What sets astronomy apart from most other disciplines is that it is rich in the sense that it has a number of projects that are exceedingly well funded and that could easily shoulder the cost of this software development. I mean, if the Sloan survey is funded at $40M a year, then the astronomy community can rightfully expect that it pays a few people to develop the software people use to make use of SDSS data. If SDSS leadership does not do this, then that's a community failure: the rest of the community must simply hold leadership accountable for this and demand that that's written into the next contract extension. The astronomy community is small enough to do this, and because astropy is really of no substantial use to a significant constituency outside of astronomy itself, I cannot see how any other player than the astronomy community itself can achieve this.
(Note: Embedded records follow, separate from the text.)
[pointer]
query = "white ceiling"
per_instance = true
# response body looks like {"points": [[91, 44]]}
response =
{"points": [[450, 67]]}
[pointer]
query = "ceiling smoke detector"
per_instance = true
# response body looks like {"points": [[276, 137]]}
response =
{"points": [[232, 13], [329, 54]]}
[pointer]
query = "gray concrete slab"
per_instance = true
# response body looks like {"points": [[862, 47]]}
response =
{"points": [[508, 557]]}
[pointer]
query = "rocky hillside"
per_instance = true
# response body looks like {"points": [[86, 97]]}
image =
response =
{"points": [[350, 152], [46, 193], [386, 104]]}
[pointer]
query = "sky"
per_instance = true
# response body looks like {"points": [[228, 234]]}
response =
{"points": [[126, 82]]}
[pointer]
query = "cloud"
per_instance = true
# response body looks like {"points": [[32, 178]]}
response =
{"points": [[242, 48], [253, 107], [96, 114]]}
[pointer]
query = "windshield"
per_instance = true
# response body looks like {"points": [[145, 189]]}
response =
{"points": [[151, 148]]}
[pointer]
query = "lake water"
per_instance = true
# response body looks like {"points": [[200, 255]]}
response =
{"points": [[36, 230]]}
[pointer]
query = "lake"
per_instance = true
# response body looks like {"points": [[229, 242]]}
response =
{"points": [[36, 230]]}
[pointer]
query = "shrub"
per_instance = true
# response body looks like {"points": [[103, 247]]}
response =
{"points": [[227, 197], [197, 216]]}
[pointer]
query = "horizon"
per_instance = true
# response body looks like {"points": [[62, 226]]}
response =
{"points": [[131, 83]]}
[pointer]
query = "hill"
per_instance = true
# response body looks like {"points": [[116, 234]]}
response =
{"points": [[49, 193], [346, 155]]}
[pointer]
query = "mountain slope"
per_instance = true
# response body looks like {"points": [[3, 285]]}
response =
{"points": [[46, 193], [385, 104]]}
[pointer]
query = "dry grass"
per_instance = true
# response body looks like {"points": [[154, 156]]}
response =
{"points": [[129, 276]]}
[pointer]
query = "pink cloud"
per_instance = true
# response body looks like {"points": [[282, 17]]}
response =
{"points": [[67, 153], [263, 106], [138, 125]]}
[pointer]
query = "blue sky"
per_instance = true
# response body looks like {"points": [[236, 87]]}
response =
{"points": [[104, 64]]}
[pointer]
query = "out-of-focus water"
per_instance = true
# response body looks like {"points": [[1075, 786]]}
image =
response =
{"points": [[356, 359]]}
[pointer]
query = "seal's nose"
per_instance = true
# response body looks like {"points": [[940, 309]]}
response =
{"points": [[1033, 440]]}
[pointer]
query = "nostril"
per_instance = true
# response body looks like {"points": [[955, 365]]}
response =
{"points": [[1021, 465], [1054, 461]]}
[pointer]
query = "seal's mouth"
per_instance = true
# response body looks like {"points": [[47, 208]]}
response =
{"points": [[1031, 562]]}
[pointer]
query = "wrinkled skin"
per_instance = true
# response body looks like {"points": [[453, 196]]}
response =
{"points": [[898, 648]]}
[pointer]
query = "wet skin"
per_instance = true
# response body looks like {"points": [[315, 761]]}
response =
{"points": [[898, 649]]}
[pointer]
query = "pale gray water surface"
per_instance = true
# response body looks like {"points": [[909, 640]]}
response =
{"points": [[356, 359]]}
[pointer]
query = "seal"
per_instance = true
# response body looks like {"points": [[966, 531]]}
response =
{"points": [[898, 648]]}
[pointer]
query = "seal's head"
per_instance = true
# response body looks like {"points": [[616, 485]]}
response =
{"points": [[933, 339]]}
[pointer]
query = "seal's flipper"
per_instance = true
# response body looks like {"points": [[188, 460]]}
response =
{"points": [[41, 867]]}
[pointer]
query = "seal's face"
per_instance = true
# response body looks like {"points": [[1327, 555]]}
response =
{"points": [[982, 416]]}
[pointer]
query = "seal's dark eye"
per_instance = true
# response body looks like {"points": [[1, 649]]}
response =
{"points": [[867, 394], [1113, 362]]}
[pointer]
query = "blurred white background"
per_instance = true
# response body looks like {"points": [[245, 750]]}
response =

Most other communities do not have these mega-projects that could do this, and so do not have this lever to require the big players to do big development. The only other community I can think of is the particle physics community. There, the big centers (at CERN, at the DoE labs) have a substantial number of staff whose job it is to do software development. But they also have a model where every grad student is expected to do a certain number of hours a week in "community service" such as development software that will then be put into central projects. I only know this anecdotally, and so others should be able to speak with more authority on it, but I think the idea of "expected community service" is an interesting one where a whole community has recognized a problem and solved it collectively.

katrinleinweber commented 6 years ago

[…] a whole community has recognized a problem and solved it collectively.

That's where a state of "commons" is achieved :-)

Re: The "tragedy of the commons". That was a very deliberately chosen phrase; I am referring to a well-studied social science/philosophical concept.

I know the concept and I agree with the assessment of the situation. However, that article also has a criticism section. That's where I derived my suggestion for the "slightly different line of argumentation" from and am arguing that the textbook example is twisted.

In the end, it comes down to which strategies help improve the contribution situation and software quality within a project. I suggest that propagating that phrase does not help because of negative connotations. How likely do you think it is, that a user reading about it will be thinking "Do I want to contribute to a tragedy?" and deciding "No."?